# Phase Locked Loop Phase Shift

Discussion in 'Electronic Design' started by [email protected], Jan 22, 2008.

1. ### Guest

Hi All,

I'm trying to design a PLL frequency multiplier which will track a
50Hz +- 1Hz sinusoidal signal and generate a clock at a rate of
12.8Khz nominal, synchronised to that signal. (*256 multiplication)

I've got an LM565 phase locked loop and have built a circuit which has
a divide by 256 counter in the feedback loop, similar to the reference
design on page 7 of the datasheet (http://cache.national.com/ds/LM/
LM565.pdf) albeit with different component values and a lead lag
filter .

This circuit works to a point - I've succesfully locked onto the input
signal and am generating a 12.8khz clock which is synchronised to the
input waveform.

However, as I vary the input frequency between 49 and 51hz, there is a
change in phase between the output and the input which can be clearly
seen by comparing pins 2 (input) and 5 (divided signal - input to the
phase detector.)

Someone has said that this is because the LM565 has a type one phase
detector (?) and hence there will always be a phase error which is
dependent on input frequency - is that correct?

For reference, the parameters of the loop are as follows....

Free running frequency - 12.8khz (hand tuned)
Loop Gain 86016 (from datasheet)
Natural Frequency 864hz
Damping factor 1.39
T1 cutoff frequency - 8.45
T2 cutoff frequency - 312.5

If anyone could offer any advice, then I'd be most grateful.

Thanks,

Jim

2. ### John PopelishGuest

The DC control voltage sent to the voltage controlled
oscillator is proportional to the phase error, so changing
the oscillator frequency requires a change in the phase
error. Add an integrator in that control loop and the phase
error will be fixed over the frequency range. Or switch to
a CD4046 type PLL chip that has a form of integrator
included as a second choice of phase detector and get a zero
phase error between the reference and the divider output.

3. ### Phil HobbsGuest

It isn't the multiplying phase detector that's at fault, it's low loop
gain. In order for the VCO to go from 49 to 51 Hz, its control voltage
has to move a little bit:

delta V = delta f/(df_vco/dV)

If there isn't much gain between the phase detector and the VCO, the
phase shift has to change in order to generate that delta V. This is
true regardless of what kind of phase detector you're using.

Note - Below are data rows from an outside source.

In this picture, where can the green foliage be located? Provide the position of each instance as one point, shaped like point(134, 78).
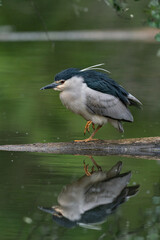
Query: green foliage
point(153, 14)
point(157, 37)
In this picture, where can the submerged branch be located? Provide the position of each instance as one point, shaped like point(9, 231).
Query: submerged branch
point(136, 147)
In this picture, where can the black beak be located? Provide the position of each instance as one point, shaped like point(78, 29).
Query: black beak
point(52, 85)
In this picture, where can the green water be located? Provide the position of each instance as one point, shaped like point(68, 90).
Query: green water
point(28, 115)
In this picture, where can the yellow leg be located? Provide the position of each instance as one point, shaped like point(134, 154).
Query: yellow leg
point(94, 162)
point(87, 127)
point(91, 137)
point(86, 169)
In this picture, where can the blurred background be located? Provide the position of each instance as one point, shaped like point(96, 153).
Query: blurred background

If you put an op amp between the phase detector and VCO--with an
appropriate lead/lag network so the loop doesn't become unstable--you
can get rid of the phase error by a factor of about a million.

Cheers,

Phil Hobbs

4. ### JamieGuest

http://www.maxim-ic.com/appnotes.cfm/an_pk/1130

Check that one out, it's designed to provide minimum pulse
width a the detector to prevent dead band problems witch is
part of your phase shift issue.

5. ### Tom Del RossoGuest

Which of its detectors are you refering to there?

6. ### John PopelishGuest

I am talking about phase detector II, the one that goes open
circuit when zero phase error is reached, and if used to
drive a filter that has no resistor across it (typically a
resistor in series with a capacitor or a series RC in
parallel with another capacitor), will hold its voltage with
no further error signal.